In other words, variable `output` now contains the linguistic processing of your sentence!

![](images/nlp_pipeline.png)

Our efforts will now be put into retrieving the linguistic information from the output.

We will show you some of the most common ways of using spacy, but there's much more! Check the [documentation](https://spacy.io/usage) if you'd like to know more.

First, to recap, that's how to process a text using Spacy:

In [None]:
# Load English language pipeline and store in variable `nlp`. You may need to download it first,
# and you only need to do this step once!
nlp = spacy.load("en_core_web_sm")

# The text to process:
example = "This is a great week.

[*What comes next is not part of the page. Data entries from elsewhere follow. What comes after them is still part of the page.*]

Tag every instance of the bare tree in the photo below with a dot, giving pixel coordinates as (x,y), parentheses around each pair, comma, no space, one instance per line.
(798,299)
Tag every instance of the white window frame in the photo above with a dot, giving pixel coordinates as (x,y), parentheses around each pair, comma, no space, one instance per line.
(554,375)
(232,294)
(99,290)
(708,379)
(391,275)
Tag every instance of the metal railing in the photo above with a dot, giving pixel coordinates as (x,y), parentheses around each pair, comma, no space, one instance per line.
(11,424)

Is it not?"

# Process the example text using the pipeline stored in `nlp`, and
# store the output in a variable called `output`. This line does most
# of the work!!!
output = nlp(example)

Now, iterating over the elements in doc allows you to retrieve its linguistic information.

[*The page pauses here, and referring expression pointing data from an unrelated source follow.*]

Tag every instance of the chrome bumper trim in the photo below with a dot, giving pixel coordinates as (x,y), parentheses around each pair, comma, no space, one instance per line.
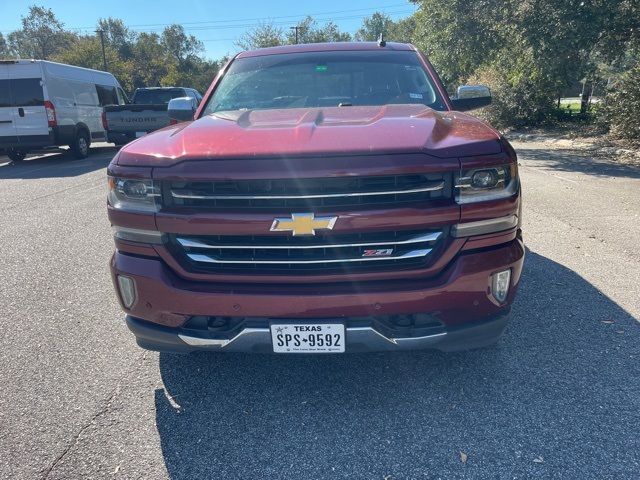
(373,339)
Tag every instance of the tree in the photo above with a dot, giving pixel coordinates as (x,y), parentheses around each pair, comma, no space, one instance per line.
(403,30)
(373,26)
(310,32)
(117,36)
(264,35)
(180,45)
(42,35)
(4,47)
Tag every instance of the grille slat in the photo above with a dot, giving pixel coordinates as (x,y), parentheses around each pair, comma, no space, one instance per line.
(321,253)
(311,192)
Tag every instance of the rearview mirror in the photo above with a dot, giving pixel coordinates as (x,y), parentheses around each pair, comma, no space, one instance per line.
(181,109)
(469,97)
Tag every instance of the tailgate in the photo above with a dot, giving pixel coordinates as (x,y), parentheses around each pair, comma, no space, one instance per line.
(136,118)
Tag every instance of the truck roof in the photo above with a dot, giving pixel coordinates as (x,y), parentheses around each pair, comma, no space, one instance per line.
(325,47)
(159,88)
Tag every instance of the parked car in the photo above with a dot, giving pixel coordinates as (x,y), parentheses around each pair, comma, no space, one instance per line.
(327,198)
(46,104)
(146,113)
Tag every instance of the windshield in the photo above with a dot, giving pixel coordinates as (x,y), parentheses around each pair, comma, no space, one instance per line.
(156,97)
(325,79)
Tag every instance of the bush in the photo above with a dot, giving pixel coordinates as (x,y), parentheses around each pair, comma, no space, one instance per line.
(621,108)
(519,99)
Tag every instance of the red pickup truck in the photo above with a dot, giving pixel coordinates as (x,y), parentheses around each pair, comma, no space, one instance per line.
(323,198)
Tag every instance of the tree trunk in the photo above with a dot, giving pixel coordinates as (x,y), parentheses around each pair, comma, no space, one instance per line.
(584,97)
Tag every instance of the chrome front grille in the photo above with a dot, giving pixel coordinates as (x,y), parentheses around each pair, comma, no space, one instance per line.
(268,254)
(311,193)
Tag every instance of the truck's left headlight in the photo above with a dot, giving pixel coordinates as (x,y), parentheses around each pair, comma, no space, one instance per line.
(132,194)
(487,183)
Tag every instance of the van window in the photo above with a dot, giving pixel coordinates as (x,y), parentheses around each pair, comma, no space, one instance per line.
(27,92)
(60,92)
(5,99)
(106,95)
(85,94)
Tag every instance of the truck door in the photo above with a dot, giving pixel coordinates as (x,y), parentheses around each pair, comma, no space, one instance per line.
(29,114)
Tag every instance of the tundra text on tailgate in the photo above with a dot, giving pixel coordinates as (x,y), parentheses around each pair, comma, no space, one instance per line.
(327,198)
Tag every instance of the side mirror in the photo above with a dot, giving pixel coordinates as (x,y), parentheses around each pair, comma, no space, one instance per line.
(469,97)
(181,109)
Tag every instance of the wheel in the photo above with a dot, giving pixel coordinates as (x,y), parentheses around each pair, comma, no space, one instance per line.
(16,155)
(80,146)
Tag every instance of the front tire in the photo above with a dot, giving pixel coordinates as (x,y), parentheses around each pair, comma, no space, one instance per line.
(80,146)
(16,155)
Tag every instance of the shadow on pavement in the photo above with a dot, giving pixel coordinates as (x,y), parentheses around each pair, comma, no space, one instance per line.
(56,165)
(557,397)
(573,160)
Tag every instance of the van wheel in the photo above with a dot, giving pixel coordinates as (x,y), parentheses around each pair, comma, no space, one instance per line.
(80,146)
(16,155)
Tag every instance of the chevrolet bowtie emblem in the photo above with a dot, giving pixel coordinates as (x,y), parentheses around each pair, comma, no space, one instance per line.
(302,224)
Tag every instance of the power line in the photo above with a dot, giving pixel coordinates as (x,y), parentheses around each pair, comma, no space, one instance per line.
(203,25)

In particular, a [`Doc`](https://spacy.io/api/doc) object is a sequence of [`Token`](https://spacy.io/api/token) objects (i.e.~words). Iterating over the elements in a `Doc` object means iterating over its tokens. More interestingly, you will be able to access the token attributes, listed in https://spacy.io/api/token#attributes, using "dot notation". For example:

In [None]:
example = "This is a great week. Is it not?"
output = nlp(example)

# Iterating over the elements in `output`, using a for-loop:
for element in output:
    print(element.text)

👀 As you can see in https://spacy.io/api/token#attributes, `.text` provides the "verbatim text content" of a token. 

☝️It is common to use a list comprehension instead of a for-loop:

In [None]:
example = "This is a great week. Is it not?"
output = nlp(example)

# Iterating over the elements in `output`, using a list comprehension:
print([element.text for element in output])

✏️ **Exercise:**

First text processing exercise, step-by-step:

In [None]:
# 1. Download a pipeline in your language of choice. Type your code here:



In [None]:
# 2. Load the trained pipeline into a variable. Type your code here:



In [None]:
# 3. Use the pipeline to process a text, iterate over its tokens, and return the verbatim
# text content of each token. Type your code here:



In [None]:
# 4. Instead of returning the verbatim text content of each token, return its lemma, using
# the attribute `.lemma_`. See documentation here: https://spacy.io/api/token#attributes.
# Type your code here:



☝️**What if my language does not have any trained pipeline?**

Spacy supports learning new languages or fine-tuning models to different domains. It's well-documented [here](https://spacy.io/usage/adding-languages) but it'll be some work!